Fatigue & Fracture of Engineering Materials & Structures
Volume 35, Issue 1, pages 64–73, January 2012
How to Cite
JAYA, A., TIONG, U. H. and CLARK, G. (2012), The interaction between corrosion management and structural integrity of aging aircraft. Fatigue & Fracture of Engineering Materials & Structures, 35: 64–73. doi: 10.1111/j.1460-2695.2011.01562.x
- Issue published online: 29 DEC 2011
- Article first published online: 22 MAR 2011
- Received in final form 7 Jan 2011
- aircraft joints;
- corrosion management;
- fatigue cracking;
- paint coating degradation
Aircraft joints feature prominently in aircraft structural degradation; fatigue cracking and corrosion damage are major issues, which can reduce joint strength and degrade service life. Protecting the structure against corrosion usually involves use of highly developed protective coatings – paints and sealants – and, increasingly, the application of corrosion inhibiting compounds (CICs) which retard corrosion principally by penetrating into crevices and cracks, and displacing water.
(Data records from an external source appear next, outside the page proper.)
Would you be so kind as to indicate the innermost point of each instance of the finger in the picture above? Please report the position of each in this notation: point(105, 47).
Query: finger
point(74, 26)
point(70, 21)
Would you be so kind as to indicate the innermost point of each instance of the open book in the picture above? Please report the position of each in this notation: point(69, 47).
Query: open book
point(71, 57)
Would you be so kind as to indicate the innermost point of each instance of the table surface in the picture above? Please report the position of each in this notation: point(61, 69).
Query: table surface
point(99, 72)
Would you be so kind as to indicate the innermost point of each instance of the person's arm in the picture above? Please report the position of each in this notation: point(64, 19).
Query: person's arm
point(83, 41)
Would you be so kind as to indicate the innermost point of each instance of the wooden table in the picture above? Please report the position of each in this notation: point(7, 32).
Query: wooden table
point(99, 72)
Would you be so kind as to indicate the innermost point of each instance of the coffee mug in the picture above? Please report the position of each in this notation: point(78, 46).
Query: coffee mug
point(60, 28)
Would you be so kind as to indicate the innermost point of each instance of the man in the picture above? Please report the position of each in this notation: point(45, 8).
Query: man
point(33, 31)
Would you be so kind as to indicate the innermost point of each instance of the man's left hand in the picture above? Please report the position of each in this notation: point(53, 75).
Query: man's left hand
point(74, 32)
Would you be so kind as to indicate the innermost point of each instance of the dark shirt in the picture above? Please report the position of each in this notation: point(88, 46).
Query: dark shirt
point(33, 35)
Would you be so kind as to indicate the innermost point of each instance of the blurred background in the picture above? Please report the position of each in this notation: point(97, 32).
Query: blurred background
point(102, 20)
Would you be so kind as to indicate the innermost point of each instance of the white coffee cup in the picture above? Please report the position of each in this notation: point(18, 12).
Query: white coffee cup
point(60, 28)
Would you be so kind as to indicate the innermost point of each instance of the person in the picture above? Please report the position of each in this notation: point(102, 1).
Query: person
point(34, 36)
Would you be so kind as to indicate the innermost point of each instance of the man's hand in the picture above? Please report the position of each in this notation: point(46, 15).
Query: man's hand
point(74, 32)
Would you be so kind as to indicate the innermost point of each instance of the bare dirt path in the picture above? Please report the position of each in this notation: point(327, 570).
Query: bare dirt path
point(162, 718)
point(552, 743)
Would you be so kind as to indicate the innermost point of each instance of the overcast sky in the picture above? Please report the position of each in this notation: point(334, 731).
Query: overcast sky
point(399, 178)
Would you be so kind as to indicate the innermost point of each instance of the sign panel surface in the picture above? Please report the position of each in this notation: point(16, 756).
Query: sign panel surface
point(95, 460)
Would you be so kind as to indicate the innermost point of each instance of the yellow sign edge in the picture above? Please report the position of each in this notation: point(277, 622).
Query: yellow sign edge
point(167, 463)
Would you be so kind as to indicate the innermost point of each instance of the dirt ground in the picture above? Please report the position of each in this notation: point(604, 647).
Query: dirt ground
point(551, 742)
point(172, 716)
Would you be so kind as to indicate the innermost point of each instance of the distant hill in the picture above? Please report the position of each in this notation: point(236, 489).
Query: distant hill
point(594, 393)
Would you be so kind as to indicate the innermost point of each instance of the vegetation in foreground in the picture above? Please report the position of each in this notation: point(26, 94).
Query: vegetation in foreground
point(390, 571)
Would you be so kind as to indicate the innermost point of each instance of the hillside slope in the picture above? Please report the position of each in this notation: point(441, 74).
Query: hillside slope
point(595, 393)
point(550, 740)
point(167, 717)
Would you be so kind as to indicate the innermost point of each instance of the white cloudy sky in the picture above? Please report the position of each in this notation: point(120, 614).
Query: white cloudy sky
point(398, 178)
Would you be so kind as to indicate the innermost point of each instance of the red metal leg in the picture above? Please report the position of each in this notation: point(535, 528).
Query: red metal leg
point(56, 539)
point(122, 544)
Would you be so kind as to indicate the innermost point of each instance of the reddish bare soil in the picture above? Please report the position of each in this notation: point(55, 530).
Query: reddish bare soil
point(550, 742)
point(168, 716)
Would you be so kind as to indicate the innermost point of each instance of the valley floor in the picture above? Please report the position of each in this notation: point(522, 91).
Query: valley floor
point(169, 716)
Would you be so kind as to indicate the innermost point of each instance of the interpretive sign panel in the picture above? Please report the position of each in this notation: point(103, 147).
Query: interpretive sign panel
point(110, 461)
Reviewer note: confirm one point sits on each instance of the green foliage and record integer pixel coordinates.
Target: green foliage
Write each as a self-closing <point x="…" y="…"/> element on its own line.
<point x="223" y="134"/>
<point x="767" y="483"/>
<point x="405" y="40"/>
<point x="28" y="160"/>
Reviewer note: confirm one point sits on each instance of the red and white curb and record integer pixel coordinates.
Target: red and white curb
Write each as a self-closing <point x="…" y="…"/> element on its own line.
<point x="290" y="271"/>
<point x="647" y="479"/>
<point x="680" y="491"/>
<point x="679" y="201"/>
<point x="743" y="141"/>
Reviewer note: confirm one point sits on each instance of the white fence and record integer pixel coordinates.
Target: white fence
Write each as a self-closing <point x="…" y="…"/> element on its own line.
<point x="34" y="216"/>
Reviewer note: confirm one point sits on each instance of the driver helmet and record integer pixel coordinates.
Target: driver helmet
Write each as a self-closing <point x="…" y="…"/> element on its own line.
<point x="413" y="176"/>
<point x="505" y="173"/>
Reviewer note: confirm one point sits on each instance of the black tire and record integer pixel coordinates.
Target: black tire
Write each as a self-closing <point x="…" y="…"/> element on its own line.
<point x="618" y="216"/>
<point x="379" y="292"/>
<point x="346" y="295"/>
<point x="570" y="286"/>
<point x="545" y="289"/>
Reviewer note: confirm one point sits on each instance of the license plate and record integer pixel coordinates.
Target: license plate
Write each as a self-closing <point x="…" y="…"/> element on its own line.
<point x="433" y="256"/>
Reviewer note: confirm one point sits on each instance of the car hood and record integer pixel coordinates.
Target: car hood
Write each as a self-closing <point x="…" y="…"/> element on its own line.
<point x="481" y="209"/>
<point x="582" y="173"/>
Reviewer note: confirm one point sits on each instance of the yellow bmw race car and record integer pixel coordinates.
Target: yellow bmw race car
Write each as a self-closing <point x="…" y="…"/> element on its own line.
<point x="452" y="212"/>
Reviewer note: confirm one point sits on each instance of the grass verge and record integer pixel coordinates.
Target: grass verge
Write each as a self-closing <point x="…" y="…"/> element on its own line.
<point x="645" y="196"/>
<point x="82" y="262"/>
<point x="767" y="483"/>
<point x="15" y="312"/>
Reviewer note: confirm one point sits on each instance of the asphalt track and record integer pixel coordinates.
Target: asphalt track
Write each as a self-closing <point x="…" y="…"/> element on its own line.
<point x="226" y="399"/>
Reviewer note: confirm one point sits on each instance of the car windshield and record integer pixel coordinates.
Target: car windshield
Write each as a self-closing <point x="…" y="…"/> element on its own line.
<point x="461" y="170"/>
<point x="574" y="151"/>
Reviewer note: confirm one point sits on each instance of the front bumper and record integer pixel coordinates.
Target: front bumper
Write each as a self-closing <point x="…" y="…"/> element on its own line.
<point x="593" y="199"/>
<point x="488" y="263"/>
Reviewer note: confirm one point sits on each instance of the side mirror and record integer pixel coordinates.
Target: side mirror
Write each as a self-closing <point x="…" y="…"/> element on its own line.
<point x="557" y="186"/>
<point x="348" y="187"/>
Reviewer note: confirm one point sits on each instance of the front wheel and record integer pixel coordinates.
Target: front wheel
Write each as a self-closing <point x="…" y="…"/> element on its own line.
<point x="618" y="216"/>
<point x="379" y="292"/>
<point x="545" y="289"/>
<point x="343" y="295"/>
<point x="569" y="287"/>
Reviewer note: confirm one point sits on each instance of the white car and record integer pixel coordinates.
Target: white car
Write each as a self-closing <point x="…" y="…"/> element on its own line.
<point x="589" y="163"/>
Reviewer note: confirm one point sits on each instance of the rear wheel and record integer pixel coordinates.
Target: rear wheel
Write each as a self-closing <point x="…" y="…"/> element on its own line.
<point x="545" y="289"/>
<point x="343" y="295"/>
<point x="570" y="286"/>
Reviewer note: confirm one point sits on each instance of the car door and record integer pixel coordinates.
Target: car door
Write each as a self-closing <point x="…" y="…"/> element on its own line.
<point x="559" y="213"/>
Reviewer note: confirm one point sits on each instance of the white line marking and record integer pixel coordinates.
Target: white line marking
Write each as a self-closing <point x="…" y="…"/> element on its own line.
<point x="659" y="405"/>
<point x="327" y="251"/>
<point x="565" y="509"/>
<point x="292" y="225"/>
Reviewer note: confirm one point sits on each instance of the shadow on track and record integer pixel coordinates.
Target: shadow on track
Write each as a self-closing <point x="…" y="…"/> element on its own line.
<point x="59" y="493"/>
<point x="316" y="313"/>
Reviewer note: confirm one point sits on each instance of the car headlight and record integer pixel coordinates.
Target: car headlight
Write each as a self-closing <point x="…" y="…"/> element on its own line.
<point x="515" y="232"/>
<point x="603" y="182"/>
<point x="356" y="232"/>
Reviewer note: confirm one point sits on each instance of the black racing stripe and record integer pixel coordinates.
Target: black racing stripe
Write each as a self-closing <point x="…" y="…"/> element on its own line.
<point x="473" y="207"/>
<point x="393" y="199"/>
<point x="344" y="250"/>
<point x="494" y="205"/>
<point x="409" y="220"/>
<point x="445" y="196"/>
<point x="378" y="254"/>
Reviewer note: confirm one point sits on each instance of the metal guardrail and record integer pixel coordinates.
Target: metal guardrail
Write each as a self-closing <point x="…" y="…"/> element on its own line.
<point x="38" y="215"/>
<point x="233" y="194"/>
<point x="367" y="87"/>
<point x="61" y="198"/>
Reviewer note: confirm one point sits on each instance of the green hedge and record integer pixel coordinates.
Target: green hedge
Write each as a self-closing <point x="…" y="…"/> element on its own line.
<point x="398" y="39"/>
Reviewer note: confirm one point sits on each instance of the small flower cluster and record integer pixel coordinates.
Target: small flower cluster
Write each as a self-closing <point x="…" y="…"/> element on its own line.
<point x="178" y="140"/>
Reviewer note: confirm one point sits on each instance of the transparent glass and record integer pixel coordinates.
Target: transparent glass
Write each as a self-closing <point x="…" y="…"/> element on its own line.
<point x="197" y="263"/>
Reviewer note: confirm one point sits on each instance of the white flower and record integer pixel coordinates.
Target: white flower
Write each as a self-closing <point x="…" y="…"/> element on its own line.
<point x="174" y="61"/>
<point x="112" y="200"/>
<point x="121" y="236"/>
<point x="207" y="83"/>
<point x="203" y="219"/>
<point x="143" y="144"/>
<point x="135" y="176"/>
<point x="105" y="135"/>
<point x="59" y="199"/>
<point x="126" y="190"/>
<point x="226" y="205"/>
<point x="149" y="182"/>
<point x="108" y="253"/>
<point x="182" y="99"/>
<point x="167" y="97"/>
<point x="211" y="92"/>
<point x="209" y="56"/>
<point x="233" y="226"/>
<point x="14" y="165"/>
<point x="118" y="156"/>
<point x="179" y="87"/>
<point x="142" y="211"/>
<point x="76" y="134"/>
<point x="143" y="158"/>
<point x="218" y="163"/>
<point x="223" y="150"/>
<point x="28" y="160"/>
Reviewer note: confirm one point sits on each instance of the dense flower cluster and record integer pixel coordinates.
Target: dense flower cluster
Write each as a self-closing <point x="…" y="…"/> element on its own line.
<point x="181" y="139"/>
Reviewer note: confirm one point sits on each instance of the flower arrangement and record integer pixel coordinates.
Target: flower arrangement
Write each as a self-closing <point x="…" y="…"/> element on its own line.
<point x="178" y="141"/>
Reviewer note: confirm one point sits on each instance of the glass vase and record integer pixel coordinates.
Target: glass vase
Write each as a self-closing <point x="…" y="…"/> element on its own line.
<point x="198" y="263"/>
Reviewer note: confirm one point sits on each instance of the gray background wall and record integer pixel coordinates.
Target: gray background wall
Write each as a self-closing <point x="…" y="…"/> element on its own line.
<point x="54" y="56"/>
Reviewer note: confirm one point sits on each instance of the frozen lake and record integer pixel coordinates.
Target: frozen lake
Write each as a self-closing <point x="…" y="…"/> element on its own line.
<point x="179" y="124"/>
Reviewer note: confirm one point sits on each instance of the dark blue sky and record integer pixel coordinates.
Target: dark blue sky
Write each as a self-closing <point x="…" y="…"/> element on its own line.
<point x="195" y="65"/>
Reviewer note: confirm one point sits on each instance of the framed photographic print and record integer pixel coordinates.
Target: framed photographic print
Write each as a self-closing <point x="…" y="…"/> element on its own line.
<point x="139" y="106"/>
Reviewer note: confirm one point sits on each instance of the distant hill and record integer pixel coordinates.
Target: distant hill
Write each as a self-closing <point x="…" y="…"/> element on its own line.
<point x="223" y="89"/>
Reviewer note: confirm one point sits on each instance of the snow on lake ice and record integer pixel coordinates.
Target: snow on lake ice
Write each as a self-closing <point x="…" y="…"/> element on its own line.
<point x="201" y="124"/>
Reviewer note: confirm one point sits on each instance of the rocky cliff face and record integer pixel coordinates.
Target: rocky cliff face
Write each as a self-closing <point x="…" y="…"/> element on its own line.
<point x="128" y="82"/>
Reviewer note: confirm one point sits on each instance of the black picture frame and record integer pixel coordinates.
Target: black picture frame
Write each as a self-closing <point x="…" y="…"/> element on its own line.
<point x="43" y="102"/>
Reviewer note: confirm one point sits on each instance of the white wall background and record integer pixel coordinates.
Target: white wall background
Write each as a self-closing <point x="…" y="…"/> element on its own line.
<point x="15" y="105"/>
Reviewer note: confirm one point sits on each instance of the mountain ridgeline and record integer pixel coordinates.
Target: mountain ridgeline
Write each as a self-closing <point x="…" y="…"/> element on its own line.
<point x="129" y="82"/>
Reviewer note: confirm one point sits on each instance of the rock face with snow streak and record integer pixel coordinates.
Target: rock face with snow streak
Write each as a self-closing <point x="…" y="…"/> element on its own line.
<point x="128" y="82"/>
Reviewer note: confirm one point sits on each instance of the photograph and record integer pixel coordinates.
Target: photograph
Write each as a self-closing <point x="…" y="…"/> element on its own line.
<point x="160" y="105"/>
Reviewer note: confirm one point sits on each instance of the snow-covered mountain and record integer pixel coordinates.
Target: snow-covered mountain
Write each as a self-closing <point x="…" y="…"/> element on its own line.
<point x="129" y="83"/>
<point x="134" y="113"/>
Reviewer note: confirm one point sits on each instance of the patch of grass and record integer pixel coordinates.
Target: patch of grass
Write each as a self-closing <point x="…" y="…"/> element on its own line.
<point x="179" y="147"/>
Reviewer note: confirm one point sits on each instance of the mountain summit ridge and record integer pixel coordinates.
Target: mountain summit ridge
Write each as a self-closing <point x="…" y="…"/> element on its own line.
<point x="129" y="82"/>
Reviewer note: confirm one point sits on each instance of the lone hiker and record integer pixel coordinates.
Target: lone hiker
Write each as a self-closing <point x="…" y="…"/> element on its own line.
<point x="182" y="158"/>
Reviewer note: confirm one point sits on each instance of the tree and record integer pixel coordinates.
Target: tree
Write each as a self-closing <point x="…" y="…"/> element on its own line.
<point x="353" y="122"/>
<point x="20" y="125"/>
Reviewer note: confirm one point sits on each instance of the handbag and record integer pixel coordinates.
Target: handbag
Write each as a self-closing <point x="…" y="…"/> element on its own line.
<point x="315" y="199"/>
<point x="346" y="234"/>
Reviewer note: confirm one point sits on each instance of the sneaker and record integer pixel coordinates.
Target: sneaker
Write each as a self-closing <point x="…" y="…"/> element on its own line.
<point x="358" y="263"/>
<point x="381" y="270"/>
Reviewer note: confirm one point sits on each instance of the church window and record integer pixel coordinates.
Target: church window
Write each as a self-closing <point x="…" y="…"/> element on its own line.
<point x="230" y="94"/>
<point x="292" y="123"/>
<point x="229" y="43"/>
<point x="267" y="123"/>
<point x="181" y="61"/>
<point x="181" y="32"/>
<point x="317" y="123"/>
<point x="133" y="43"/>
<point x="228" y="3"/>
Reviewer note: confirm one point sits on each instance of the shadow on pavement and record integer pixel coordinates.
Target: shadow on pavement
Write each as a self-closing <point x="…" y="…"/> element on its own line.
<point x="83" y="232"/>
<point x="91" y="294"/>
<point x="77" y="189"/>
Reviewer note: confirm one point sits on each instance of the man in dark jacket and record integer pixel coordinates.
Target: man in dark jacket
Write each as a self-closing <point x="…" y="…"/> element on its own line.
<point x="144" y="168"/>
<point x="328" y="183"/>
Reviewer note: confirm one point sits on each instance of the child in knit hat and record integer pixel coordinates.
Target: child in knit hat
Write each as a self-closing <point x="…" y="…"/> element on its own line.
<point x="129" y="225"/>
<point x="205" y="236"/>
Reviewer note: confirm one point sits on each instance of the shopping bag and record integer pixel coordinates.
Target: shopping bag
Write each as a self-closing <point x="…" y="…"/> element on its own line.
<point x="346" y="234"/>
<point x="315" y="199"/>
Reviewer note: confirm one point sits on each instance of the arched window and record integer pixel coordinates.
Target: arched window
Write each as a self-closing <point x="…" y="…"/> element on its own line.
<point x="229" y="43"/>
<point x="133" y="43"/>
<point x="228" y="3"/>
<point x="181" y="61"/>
A combination of coatings and CIC use can provide effective corrosion protection, but both interact – in different ways – with joint structural performance and overall system durability. This paper discusses the interaction between these two corrosion protection measures and fatigue performance of joints. The first issue relates to the extent to which application of CICs (or other lubricants) can cause a reduction in the fatigue life of mechanically fastened joints. The CICs are lubricants which will reduce the friction at the faying surface of the joint, and change the load transfer characteristics of the joint. This paper discusses results from a test program assessing the fatigue life and failure mode of simple riveted lap joints; the results show a distinct reduction in fatigue life for joints containing CICs, and the paper discusses the changes thought to be responsible for the reduction. The second issue discussed is the degradation of protective coatings in service. Joints are key locations for coating cracking and failure, because areas such as sheet ends and fastener heads, where displacements are concentrated, may produce concentrated strain in coatings. So far, however, the potential influence of aircraft loading on coating degradation prognostics has received little attention. This paper discusses the role of joint displacement in service as a factor contributing to degradation in aircraft coatings at joints, and argues that this local strain effect, and indeed structural loading history, needs to be considered in predicting and assessing rates of coating degradation. It describes analyses of displacements in aircraft joints, to identify the levels of strain and to identify the roles and relative contributions of the various deflections in the joints. The results indicate the potential for very large strains in coatings.